The research included 960 participants of the Memory and Aging Project. Their average age is 81, and none of them have dementia. Each year the participants undergo a battery of tests to assess their memory. Scientists also keep track of their eating habits and lifestyle habits.
To analyze the relationship between leafy greens and age-related cognitive changes, the researchers assigned each participant to one of five groups, according to the amount of greens eaten. Those who tended to eat the most greens comprised the top quintile, consuming, on average, about 1.3 servings per day. Those in the bottom quintile said they consume little or no greens.
After about five years of follow-up/observation, "the rate of decline for [those] in the top quintile was about half the decline rate of those in the lowest quintile," Morris says.
So, what's the most convenient way to get these greens into your diet?
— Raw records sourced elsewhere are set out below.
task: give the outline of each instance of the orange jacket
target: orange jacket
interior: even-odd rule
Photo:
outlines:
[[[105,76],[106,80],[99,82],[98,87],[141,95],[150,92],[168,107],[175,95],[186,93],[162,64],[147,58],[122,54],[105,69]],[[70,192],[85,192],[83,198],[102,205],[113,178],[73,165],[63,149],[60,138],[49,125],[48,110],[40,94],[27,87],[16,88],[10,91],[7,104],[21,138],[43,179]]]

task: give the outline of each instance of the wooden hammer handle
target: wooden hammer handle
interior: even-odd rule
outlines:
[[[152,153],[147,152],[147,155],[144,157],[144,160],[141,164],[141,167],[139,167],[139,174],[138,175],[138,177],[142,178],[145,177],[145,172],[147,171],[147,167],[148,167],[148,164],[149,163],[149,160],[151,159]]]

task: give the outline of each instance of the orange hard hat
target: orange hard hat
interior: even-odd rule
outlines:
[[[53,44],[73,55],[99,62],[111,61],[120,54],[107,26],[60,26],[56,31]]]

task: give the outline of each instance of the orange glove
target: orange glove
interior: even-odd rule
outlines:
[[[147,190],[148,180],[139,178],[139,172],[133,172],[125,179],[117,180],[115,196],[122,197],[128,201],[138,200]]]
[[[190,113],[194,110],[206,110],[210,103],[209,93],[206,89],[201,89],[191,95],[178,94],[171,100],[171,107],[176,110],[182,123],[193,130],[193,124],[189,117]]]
"My goal every day is to have a big salad," says Candace Bishop, one of the study participants. "I get those bags of dark, leafy salad mixes."
A serving size is defined as a half-cup of cooked greens, or a cup of raw greens.
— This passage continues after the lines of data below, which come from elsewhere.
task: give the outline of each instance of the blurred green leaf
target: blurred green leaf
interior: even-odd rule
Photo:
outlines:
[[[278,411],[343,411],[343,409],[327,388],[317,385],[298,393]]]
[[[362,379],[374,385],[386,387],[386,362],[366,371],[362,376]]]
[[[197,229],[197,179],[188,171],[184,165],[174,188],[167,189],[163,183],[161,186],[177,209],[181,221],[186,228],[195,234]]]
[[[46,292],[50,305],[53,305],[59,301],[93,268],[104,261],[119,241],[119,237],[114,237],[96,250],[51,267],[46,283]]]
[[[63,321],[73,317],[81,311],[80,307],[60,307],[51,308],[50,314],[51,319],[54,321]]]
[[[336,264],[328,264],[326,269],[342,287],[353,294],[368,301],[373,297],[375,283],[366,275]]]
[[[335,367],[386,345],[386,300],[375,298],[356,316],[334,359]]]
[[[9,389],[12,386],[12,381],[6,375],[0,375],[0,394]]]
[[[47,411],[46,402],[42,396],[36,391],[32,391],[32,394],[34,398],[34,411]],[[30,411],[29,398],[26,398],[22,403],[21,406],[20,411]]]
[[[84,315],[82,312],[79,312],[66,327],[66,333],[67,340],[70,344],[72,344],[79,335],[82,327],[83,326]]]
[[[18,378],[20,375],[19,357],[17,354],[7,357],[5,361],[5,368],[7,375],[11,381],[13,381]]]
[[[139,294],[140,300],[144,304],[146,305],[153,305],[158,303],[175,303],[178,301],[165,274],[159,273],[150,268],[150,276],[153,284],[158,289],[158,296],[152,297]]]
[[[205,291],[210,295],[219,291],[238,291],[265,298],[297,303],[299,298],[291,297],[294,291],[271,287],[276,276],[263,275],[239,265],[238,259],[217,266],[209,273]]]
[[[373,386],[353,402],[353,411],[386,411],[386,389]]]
Does Bishop still feel sharp? "I'm still pretty damn bright," she tells me with a giggle. She isn't convinced that her daily salad explains her healthy aging.
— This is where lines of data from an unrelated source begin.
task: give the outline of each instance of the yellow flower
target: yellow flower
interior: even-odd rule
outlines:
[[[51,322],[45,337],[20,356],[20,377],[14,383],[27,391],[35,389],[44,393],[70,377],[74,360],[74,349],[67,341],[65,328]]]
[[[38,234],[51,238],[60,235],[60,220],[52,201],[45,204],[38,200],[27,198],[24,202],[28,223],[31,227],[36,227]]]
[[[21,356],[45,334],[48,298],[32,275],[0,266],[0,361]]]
"I think a lot of it is in the genes," Bishop says, adding, "I think I'm lucky, frankly."
She has other healthy habits, too. Bishop attends group exercise classes in her retirement community and she's active on several committees in the community.
Many factors play into healthy aging — this study does not prove that eating greens will fend off memory decline. With this kind of research, Morris explains, scientists can only establish an association — not necessarily causation — between a healthy diet and a mind that stays sharp.
Still, she says, even after adjusting for other factors that might play a role, such as lifestyle, education and overall health, "we saw this association [between greens and a slower rate of cognitive decline] over and above accounting for all those factors."
Some prior research has pointed to a similar benefit. A study of women published in 2006 also found that high consumption of vegetables was associated with less cognitive decline among older women. The association was strongest with greater consumption of leafy vegetables and cruciferous vegetables — such as broccoli and cauliflower.
And, as NPR has reported, there's evidence that a Mediterranean-style diet — which emphasizes a pattern of eating that is rich in fish, nuts, vegetables and whole grains — may help stave off chronic diseases.
What might explain a benefit from greens?
Turns out, these vegetables contain a range of nutrients and bioactive compounds including vitamin E and K, lutein, beta carotene and folate.
"They have different roles and different biological mechanisms to protect the brain," says Morris. More research is needed, she says, to fully understand their influence, but scientists know that consuming too little of these nutrients can be problematic.
For instance, "if you have insufficient levels of folate in your diet you can have higher levels of homocysteine," Morris says. This can set the stage for inflammation and a buildup of plaque, or fatty deposits, inside your arteries, which increases the risk of stroke. Research shows elevated homocysteine is associated with cognitive impairment among older adults.
Another example: Getting plenty of Vitamin E from foods in your diet can help protect cells from damage and also has been associated with better cognitive performance.
"So, when you eat leafy greens, you're eating a lot of different nutrients, and together they can have a powerful impact," Morris says.